Automation & Activation

Create a User Profile and Recommender service using BigQuery, Redis and GTM Server

Learn how to serve user level data from BigQuery to your website or app, using Redis (low-latency), Cloud Functions and Google Tag Manager Server. The user-level profile data can be used for on-site personalization or data enrichments within GTM Server.

  • Provide user level data to the client (e.g. browser or app).
  • Data can be used for personalization, enrichment or act as a persistent user or session store.
  • Low-latency response by using a Redis cache server (Google Memorystore) acting as the storage mechanism.
  • Google Cloud Functions are used to load and fetch data from the Redis server.
  • Google Tag Manager Server (GTM) is used to serve the data using your own domain (+ optionally enrich or distribute the data).

After I wrote this tutorial, Google has released Firestore (database) lookup variables into GTM Server. This seems to be the better solution and you can find my tutorial here.

Architectural overview

Caution! Make sure you have the appropriate user consent to collect user level data in the first place and do not expose sensitive user data to the client.

Google BigQuery is a great tool to combine and analyze large amounts of data. However, it's not suited to provide data directly to (high volume) production environments.

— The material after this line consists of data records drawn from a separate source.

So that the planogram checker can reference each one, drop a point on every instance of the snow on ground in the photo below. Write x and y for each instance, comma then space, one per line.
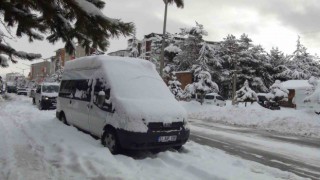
286, 120
35, 145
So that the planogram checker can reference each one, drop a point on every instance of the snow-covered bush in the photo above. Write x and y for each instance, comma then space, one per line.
175, 87
57, 76
313, 82
313, 92
278, 92
245, 94
202, 85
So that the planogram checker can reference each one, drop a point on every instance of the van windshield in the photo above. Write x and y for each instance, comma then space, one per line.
143, 87
50, 89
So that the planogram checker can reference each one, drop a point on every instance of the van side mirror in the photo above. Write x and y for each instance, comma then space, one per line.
101, 98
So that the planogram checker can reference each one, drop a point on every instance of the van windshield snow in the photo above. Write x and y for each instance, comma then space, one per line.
144, 87
50, 89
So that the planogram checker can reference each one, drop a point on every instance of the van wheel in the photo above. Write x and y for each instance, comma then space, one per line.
64, 119
40, 106
178, 148
109, 139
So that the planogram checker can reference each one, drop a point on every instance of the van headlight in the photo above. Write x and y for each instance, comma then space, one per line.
45, 97
185, 122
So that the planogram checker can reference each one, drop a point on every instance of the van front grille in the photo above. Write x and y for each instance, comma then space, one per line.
159, 126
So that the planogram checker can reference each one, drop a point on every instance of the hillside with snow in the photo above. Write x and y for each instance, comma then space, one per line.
286, 121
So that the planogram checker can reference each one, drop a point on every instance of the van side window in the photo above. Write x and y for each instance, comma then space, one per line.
67, 89
82, 90
107, 105
75, 89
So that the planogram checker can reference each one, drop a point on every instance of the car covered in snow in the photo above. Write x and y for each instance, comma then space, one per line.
264, 101
22, 91
11, 87
45, 96
215, 99
123, 101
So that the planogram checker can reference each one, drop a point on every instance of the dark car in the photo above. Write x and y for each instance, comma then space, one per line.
264, 102
22, 91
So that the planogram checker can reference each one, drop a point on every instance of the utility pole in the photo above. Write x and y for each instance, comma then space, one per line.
163, 37
234, 86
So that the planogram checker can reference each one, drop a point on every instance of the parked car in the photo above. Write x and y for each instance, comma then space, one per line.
11, 87
264, 102
123, 101
22, 91
46, 95
215, 99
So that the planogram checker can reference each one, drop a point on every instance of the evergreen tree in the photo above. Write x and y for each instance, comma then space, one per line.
57, 76
79, 21
245, 94
203, 85
175, 87
190, 47
302, 65
134, 46
278, 92
314, 83
279, 63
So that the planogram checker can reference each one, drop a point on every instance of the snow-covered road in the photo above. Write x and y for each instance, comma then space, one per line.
300, 155
35, 145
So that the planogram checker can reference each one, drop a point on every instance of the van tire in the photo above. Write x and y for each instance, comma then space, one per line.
110, 140
64, 119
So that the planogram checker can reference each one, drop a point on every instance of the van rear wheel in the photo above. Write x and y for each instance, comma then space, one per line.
110, 140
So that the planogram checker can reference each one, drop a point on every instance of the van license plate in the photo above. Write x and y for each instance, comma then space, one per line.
167, 138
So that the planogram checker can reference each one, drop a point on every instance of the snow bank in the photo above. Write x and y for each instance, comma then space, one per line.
286, 120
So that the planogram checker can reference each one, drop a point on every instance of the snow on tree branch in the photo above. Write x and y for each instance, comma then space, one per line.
245, 93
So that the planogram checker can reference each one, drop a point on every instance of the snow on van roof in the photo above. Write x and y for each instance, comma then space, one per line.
92, 62
296, 84
50, 84
137, 90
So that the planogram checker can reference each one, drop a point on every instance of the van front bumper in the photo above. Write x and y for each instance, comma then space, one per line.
150, 140
49, 103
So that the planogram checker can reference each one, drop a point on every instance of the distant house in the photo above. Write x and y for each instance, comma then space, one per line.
39, 71
184, 77
297, 93
121, 53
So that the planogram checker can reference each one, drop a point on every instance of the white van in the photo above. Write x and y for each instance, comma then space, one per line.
45, 96
123, 101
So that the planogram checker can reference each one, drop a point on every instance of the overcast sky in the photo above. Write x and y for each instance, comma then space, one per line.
271, 23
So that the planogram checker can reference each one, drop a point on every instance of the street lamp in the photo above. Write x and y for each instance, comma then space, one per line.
163, 37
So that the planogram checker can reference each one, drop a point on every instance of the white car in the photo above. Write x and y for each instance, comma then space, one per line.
46, 95
215, 99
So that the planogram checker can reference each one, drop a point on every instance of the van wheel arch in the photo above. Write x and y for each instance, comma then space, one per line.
63, 118
109, 130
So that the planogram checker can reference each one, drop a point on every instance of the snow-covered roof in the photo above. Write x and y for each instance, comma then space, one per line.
213, 94
51, 84
137, 90
296, 84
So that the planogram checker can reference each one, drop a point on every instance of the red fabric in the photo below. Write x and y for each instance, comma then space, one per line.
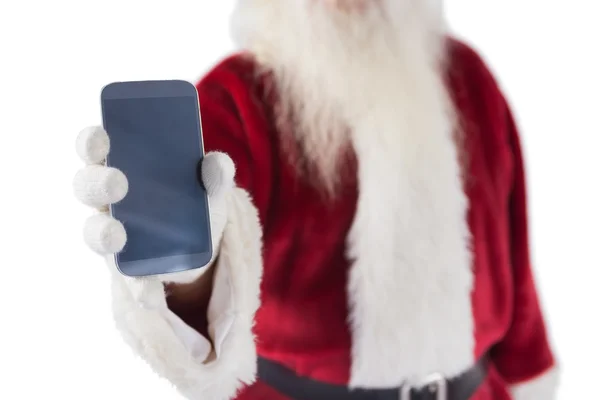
302, 322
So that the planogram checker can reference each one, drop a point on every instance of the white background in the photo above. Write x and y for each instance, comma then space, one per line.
57, 336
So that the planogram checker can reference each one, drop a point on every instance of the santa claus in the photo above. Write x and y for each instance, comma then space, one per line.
373, 243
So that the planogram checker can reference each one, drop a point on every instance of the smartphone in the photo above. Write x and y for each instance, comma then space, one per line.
156, 140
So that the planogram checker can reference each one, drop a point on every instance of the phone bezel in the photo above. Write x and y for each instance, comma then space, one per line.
162, 89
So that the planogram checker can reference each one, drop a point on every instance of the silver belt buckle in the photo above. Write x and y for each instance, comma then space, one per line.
435, 383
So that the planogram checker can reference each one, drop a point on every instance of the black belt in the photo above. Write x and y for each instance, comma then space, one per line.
296, 387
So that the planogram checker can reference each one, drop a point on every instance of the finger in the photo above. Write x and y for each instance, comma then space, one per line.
218, 172
104, 234
92, 145
98, 186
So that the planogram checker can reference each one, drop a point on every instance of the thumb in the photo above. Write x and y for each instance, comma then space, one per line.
217, 173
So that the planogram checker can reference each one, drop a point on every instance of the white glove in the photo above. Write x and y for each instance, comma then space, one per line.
98, 186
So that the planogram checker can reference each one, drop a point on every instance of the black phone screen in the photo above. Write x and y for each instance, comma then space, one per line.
157, 143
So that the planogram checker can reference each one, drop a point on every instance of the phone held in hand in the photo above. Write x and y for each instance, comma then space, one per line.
156, 141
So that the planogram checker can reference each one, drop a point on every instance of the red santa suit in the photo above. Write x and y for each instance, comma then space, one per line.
412, 268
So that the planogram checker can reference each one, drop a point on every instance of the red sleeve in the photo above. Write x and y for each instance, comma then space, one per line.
525, 352
234, 122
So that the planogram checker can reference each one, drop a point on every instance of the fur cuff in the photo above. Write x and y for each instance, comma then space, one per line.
150, 333
542, 387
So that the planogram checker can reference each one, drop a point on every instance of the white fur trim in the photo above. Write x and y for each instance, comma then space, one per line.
92, 144
104, 234
160, 339
97, 185
542, 387
411, 281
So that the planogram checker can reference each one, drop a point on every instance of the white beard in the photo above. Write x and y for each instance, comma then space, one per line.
343, 73
375, 81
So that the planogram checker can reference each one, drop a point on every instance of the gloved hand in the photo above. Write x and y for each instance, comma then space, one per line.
98, 186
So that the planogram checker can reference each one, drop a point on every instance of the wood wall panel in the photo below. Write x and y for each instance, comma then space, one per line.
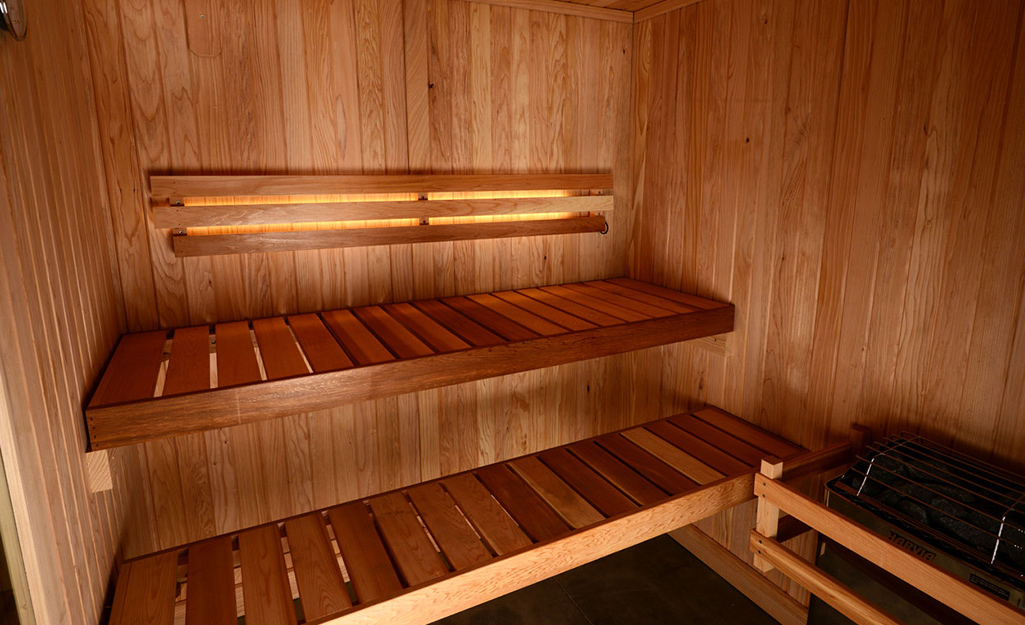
848, 174
358, 86
60, 317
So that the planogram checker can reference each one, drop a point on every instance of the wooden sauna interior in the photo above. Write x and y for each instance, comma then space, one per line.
849, 174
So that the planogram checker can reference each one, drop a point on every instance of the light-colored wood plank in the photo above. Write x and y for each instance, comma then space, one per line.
294, 396
209, 186
214, 245
278, 348
505, 575
97, 471
821, 584
264, 580
236, 356
767, 517
566, 8
322, 588
951, 590
179, 217
674, 457
759, 588
661, 8
323, 352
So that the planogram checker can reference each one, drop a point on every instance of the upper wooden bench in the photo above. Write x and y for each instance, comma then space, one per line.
167, 383
432, 549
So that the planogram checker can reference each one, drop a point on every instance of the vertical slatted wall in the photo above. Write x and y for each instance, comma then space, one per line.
849, 175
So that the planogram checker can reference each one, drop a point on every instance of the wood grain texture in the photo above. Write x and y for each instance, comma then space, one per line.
251, 243
265, 588
951, 590
59, 308
415, 523
211, 583
239, 400
821, 584
458, 592
322, 588
835, 173
178, 217
181, 186
325, 88
755, 586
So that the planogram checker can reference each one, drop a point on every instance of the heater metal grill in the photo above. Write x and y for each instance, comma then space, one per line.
952, 502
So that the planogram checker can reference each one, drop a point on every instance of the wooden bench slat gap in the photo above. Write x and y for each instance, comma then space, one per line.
572, 307
749, 455
647, 298
626, 478
458, 324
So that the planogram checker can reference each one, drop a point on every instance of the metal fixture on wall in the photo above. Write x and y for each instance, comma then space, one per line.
13, 18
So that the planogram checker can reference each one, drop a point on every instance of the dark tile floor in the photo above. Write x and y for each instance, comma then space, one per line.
653, 583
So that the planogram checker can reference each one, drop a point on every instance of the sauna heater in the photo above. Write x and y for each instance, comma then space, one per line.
947, 508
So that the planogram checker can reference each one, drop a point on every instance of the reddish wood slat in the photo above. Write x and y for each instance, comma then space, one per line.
133, 369
321, 348
236, 356
527, 320
425, 533
279, 350
666, 477
459, 324
456, 539
684, 298
526, 506
648, 298
771, 444
429, 331
567, 305
146, 591
399, 339
322, 588
358, 340
491, 521
710, 455
633, 484
568, 503
265, 591
368, 565
545, 311
585, 299
735, 447
189, 365
592, 487
211, 583
608, 297
416, 557
672, 455
506, 328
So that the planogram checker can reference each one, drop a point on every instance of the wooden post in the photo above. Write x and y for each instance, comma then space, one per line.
861, 436
767, 518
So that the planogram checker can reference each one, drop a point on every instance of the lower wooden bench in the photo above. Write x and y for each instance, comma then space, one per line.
422, 552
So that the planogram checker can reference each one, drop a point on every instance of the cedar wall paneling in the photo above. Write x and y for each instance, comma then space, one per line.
355, 86
851, 174
58, 310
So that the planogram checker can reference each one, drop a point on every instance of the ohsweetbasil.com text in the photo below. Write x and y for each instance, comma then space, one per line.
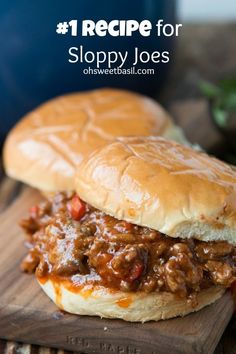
119, 28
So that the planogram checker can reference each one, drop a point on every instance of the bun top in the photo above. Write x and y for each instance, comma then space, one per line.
163, 185
46, 145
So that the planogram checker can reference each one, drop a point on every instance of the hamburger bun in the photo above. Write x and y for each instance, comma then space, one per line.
133, 307
153, 182
44, 148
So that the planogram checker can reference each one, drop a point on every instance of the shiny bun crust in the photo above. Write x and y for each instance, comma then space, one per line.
133, 307
163, 185
43, 149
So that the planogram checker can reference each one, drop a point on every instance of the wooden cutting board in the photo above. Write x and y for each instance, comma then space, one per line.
27, 314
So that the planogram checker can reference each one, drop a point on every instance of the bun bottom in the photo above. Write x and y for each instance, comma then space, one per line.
133, 307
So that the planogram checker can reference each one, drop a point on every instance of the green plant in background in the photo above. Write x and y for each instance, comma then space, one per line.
222, 103
222, 98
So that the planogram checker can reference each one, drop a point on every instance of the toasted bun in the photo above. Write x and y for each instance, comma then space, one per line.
46, 145
163, 185
133, 307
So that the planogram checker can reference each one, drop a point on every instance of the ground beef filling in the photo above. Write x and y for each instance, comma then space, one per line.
68, 238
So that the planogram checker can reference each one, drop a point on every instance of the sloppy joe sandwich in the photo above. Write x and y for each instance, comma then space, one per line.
148, 234
54, 138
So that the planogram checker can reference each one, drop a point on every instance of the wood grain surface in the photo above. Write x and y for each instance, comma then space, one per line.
27, 315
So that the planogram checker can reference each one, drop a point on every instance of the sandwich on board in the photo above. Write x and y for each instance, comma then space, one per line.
46, 146
147, 233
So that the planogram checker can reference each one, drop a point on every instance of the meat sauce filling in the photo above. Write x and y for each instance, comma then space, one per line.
68, 238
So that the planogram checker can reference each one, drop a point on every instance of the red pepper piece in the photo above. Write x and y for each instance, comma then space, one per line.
76, 208
136, 271
34, 211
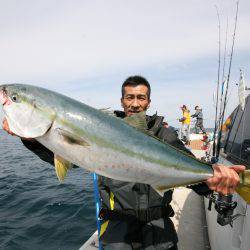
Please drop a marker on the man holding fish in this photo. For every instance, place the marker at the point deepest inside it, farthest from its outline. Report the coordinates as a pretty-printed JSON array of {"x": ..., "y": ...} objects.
[{"x": 135, "y": 215}]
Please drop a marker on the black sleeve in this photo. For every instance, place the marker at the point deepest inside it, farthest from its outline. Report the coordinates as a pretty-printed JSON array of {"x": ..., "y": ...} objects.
[{"x": 170, "y": 136}]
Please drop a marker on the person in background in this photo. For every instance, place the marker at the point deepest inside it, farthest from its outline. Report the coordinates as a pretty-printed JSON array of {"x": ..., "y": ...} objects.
[
  {"x": 185, "y": 125},
  {"x": 199, "y": 120}
]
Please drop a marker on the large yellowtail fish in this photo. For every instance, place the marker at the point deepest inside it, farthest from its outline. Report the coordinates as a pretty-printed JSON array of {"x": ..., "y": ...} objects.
[{"x": 81, "y": 135}]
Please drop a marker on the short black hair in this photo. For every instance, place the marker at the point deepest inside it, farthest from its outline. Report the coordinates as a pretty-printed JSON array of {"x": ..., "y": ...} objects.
[{"x": 135, "y": 81}]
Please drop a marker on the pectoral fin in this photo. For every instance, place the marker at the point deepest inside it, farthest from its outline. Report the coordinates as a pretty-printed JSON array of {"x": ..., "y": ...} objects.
[
  {"x": 244, "y": 187},
  {"x": 161, "y": 189},
  {"x": 62, "y": 166},
  {"x": 72, "y": 138},
  {"x": 137, "y": 120}
]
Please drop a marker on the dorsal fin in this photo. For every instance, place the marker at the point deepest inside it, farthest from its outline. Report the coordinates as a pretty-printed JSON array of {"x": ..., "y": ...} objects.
[{"x": 138, "y": 121}]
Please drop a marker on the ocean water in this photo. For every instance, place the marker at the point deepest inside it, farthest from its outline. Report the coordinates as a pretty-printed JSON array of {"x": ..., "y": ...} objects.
[{"x": 36, "y": 211}]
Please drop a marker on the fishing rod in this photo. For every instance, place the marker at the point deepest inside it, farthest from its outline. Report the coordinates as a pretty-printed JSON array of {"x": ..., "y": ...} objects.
[
  {"x": 228, "y": 78},
  {"x": 223, "y": 77},
  {"x": 218, "y": 81}
]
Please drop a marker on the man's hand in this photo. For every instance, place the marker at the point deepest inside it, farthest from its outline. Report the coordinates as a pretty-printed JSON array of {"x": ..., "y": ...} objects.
[
  {"x": 6, "y": 127},
  {"x": 225, "y": 179}
]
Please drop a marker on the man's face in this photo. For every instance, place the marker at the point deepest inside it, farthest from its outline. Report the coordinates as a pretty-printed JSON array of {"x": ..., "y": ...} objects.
[{"x": 135, "y": 99}]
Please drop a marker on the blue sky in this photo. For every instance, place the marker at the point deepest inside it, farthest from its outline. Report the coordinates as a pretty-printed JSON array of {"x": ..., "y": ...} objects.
[{"x": 86, "y": 49}]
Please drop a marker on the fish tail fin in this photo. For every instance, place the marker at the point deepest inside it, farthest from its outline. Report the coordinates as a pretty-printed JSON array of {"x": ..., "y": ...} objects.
[
  {"x": 61, "y": 166},
  {"x": 244, "y": 187}
]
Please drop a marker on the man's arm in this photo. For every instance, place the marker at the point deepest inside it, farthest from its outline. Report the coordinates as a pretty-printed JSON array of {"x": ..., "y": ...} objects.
[{"x": 225, "y": 179}]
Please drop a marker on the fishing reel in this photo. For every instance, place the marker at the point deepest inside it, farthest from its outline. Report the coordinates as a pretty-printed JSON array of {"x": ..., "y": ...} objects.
[{"x": 225, "y": 206}]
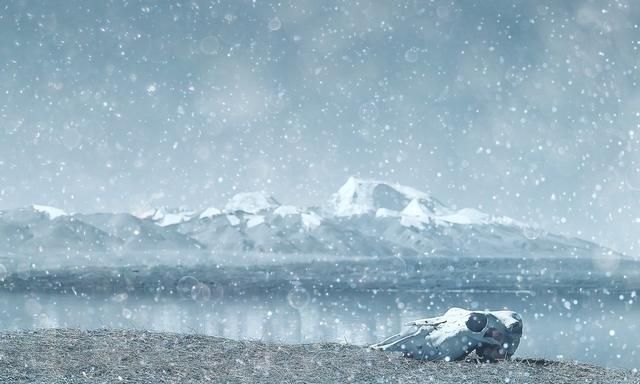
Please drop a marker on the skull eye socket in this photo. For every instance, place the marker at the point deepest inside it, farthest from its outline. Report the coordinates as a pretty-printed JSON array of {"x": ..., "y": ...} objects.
[{"x": 476, "y": 322}]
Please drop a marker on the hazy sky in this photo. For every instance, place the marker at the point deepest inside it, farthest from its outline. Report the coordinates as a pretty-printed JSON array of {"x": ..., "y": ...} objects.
[{"x": 529, "y": 109}]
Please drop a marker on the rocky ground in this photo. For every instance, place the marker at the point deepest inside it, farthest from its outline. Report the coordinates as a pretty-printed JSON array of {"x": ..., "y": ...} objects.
[{"x": 111, "y": 356}]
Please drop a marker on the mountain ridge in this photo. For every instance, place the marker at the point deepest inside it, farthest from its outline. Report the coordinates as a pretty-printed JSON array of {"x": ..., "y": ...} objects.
[{"x": 364, "y": 217}]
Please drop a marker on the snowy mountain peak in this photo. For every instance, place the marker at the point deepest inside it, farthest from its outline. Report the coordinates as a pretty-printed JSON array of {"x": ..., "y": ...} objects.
[
  {"x": 164, "y": 216},
  {"x": 210, "y": 212},
  {"x": 251, "y": 202},
  {"x": 414, "y": 208},
  {"x": 361, "y": 196},
  {"x": 52, "y": 212}
]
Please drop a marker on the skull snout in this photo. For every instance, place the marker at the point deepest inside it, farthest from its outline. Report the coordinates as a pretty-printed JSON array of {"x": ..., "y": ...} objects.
[{"x": 476, "y": 322}]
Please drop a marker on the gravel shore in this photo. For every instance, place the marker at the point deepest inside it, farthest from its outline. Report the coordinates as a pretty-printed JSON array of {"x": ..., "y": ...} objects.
[{"x": 111, "y": 356}]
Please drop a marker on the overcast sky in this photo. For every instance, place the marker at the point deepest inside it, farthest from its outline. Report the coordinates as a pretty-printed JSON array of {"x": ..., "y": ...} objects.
[{"x": 529, "y": 109}]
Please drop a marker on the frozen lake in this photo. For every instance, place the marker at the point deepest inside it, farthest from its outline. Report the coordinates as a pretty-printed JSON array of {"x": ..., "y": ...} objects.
[{"x": 591, "y": 326}]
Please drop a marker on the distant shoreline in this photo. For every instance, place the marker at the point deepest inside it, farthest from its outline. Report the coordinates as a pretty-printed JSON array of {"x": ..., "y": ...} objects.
[
  {"x": 391, "y": 273},
  {"x": 74, "y": 356}
]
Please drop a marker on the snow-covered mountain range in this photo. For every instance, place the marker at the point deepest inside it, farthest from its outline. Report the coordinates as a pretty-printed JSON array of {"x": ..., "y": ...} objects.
[{"x": 363, "y": 218}]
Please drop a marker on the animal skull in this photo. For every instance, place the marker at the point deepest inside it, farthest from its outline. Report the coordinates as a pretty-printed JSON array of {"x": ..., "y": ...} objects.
[{"x": 494, "y": 335}]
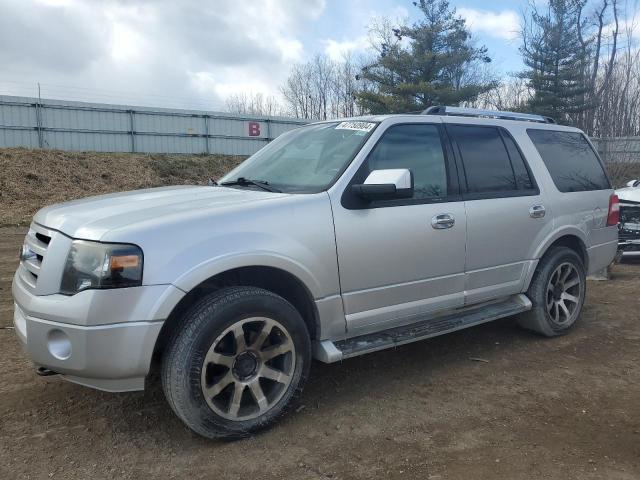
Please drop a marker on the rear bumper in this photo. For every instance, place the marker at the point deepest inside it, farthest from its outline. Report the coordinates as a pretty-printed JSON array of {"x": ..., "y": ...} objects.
[{"x": 601, "y": 256}]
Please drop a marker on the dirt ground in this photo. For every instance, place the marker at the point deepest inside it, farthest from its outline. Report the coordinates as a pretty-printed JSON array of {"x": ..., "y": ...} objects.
[{"x": 567, "y": 408}]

The solution proposed in this tutorial is trying to solve that problem by using Redis as a low-latency storage mechanism and can be used in high-volume environments. An overview:


  1. Google BigQuery holds the master data table. For example (product) recommendations or audience membership on user level, calculated once or multiple times per day. Should have a unique key (e.g. some sort of user-ID).
  2. Exporting this BigQuery master table to a newline delimited JSON within a Google Cloud Bucket ( JSON exports are available within the default export options).
  3. Google Cloud Function #1 is triggered by the creation of new files in this bucket and will put the contents into the Redis cache (Google Memorystore).
  4. Google Cloud Function #2 is triggered by HTTP and will request a specified key (query parameter) in the Redis cache and returns the JSON response
  5. To be able to connect the serverless Cloud Functions to the Redis instance, a serverless VPC connector needs to be set up.
  6. A custom client in Google Tag Manager Server is configured to serve the response from Cloud Function #2 under your own domain.
  7. Using Google Tag Manager will enables you to make this service available under your own domain + you could enrich or distribute data directly in GTM server. It will add some latency however.

Disclaimer: I did not test this setup in a large-volume production environment.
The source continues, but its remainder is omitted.